Sugary Fizzy Drinks ‘Not The New Healthy Option’ | Metro
DRINKING a diet cola a day almost triples your risk of suffering a stroke or developing dementia, a major new study shows.
The shock findings were revealed by experts who tracked more than 4,000 volunteers for a decade, recording strokes in over-45s and dementia cases in over-60s.
They found people who consumed at least one artificially-sweetened drink a day were nearly three times more likely than those who did not to suffer either a stroke or dementia.
The research team, whose volunteers drank brands including Diet Coke and Diet Pepsi, said more studies should be done to find out if a specific ingredient in the drinks is behind the apparent health risk.
Nearly 15billion litres of soft drinks were sold in Britain last year — more than 200 litres for every person — and more than half of them were either no-calorie or low-calorie.
‘Our study shows a need to put more research into this area given how often people drink artificially-sweetened beverages,’ said Boston University’s Dr Matthew Pase.

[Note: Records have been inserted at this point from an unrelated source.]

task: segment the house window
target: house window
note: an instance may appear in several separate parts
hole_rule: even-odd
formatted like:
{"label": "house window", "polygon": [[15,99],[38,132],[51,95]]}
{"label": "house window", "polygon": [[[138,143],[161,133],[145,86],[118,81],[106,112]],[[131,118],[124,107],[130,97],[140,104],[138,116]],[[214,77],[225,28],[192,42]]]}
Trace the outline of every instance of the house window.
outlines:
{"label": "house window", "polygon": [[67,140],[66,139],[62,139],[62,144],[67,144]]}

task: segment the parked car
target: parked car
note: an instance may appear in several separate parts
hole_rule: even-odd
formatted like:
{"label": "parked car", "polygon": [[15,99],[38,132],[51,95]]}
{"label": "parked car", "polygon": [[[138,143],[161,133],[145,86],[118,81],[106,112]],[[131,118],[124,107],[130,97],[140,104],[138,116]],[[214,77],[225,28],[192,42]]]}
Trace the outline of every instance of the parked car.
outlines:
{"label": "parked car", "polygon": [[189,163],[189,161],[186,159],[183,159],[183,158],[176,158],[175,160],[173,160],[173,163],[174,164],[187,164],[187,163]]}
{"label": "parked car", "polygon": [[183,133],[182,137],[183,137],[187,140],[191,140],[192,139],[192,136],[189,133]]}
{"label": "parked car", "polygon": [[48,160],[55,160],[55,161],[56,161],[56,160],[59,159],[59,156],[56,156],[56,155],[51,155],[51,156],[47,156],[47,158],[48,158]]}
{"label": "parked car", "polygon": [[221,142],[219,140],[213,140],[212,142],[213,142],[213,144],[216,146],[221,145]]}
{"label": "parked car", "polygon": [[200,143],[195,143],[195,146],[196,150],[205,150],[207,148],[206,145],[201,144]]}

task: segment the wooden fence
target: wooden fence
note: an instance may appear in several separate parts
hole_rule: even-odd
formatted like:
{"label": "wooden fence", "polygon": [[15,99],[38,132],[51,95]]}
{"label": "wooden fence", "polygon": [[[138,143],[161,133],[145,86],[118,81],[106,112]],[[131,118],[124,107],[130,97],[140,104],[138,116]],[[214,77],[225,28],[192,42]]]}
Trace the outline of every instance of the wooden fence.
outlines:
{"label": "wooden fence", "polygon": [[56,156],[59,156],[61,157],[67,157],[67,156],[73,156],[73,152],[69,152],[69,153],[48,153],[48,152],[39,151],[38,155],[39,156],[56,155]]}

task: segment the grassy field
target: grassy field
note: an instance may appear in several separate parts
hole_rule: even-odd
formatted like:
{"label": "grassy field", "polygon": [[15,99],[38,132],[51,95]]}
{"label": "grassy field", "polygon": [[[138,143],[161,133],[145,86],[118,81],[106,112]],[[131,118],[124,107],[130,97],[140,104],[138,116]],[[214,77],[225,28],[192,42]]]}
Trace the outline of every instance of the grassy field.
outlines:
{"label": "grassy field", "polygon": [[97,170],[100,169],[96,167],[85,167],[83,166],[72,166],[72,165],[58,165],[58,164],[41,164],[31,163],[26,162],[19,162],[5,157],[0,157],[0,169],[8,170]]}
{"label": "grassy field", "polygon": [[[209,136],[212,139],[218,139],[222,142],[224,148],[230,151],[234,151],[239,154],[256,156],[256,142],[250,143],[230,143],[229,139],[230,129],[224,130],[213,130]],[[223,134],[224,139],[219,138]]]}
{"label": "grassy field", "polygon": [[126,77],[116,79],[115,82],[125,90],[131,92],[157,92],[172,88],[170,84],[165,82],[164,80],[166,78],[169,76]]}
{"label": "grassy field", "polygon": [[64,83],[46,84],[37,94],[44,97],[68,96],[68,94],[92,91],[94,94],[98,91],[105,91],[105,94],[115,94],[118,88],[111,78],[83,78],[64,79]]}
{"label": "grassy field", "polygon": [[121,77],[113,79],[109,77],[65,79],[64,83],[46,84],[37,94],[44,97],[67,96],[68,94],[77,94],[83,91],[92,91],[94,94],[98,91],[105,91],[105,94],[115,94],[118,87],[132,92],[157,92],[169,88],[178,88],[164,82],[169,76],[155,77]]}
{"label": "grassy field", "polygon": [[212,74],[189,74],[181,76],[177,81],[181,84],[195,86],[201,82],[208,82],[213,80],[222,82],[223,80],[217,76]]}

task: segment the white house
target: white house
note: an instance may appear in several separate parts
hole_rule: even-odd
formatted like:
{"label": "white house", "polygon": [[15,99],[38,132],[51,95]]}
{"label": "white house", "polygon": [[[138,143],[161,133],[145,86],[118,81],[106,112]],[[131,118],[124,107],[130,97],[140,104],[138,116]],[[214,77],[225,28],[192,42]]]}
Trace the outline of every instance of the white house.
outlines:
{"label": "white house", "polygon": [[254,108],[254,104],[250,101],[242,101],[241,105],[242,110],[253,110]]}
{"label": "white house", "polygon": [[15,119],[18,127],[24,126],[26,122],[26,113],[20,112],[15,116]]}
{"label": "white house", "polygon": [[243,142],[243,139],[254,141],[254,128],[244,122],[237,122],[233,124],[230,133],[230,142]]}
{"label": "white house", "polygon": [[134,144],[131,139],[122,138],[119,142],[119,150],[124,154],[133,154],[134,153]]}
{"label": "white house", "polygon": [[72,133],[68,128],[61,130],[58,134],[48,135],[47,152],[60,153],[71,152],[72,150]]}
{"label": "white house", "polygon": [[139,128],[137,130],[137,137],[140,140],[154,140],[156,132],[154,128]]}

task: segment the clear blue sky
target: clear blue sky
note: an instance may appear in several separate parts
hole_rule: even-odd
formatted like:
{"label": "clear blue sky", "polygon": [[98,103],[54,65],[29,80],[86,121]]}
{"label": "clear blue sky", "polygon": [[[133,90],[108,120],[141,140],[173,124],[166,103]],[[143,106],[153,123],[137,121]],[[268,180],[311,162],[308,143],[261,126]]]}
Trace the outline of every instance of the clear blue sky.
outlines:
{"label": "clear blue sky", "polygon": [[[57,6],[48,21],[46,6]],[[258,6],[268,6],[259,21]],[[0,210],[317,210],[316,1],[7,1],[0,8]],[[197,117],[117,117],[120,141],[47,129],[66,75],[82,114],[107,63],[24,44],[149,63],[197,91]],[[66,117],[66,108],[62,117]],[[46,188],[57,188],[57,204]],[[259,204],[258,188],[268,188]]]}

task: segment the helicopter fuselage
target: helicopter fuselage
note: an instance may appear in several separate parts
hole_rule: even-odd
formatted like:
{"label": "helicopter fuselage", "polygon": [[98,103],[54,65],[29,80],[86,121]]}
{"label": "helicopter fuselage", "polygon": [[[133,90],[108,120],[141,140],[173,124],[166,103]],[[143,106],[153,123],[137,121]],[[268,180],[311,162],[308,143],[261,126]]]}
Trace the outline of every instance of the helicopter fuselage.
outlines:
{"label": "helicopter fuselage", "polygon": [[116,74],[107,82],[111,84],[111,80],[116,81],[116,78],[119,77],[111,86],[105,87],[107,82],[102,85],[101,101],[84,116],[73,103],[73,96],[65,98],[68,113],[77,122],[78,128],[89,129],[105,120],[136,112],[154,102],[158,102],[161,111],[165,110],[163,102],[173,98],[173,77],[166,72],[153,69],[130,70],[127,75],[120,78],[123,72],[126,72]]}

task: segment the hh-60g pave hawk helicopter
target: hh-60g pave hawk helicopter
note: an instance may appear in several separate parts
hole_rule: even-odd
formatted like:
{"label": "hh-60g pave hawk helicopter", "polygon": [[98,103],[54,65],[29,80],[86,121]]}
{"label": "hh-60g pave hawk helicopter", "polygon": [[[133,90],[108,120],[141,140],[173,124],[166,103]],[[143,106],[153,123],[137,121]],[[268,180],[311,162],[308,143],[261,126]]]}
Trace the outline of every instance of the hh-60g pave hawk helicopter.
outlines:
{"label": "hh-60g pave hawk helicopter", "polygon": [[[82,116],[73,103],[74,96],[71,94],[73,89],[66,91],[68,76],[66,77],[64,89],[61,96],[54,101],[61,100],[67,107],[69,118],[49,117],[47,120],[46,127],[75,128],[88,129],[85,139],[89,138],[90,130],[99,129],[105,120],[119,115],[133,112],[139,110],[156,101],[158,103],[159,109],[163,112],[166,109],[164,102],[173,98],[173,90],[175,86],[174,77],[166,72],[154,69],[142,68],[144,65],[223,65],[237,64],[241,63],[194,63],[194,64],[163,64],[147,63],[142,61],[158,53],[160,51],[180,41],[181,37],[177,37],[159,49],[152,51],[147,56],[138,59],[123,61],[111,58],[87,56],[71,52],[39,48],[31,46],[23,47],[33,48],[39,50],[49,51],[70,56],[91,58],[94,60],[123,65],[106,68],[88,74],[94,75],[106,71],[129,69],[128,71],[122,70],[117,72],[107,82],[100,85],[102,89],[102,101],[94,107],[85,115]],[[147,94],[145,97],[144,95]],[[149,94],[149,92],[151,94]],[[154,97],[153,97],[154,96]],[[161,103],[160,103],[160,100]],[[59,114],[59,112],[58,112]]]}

The report also came with a warning that sugary fizzy drinks should not now be viewed as a healthy option. The researchers found frequent consumption of high-calorie soft drinks — including fruit juices — was linked to shrinking brain volume and memory loss.
Other experts agreed the research should be taken seriously. And the Alzheimer’s Society said — while the study did not show that diet drinks cause dementia — it did highlight a ‘worrying association’.
However, the British Soft Drinks Association said: ‘Despite their claims, the authors of this observational study admit they found no cause and effect.
‘Public Health England is actively encouraging food and drink companies to use low-calorie sweeteners to help people manage their weight.’
■ SUGARY drinks will be banned from hospital shops next year unless action is taken to cut their sales, NHS England announced today. This includes coffee with sugar syrup, sweetened milk, fruit juices with extra sugar and cold drinks in cans and bottles. Firms that have agreed to reduce sugary drinks to ten per cent or less of total beverage sales in their hospital shops include WH Smith, Greggs and Marks & Spencer.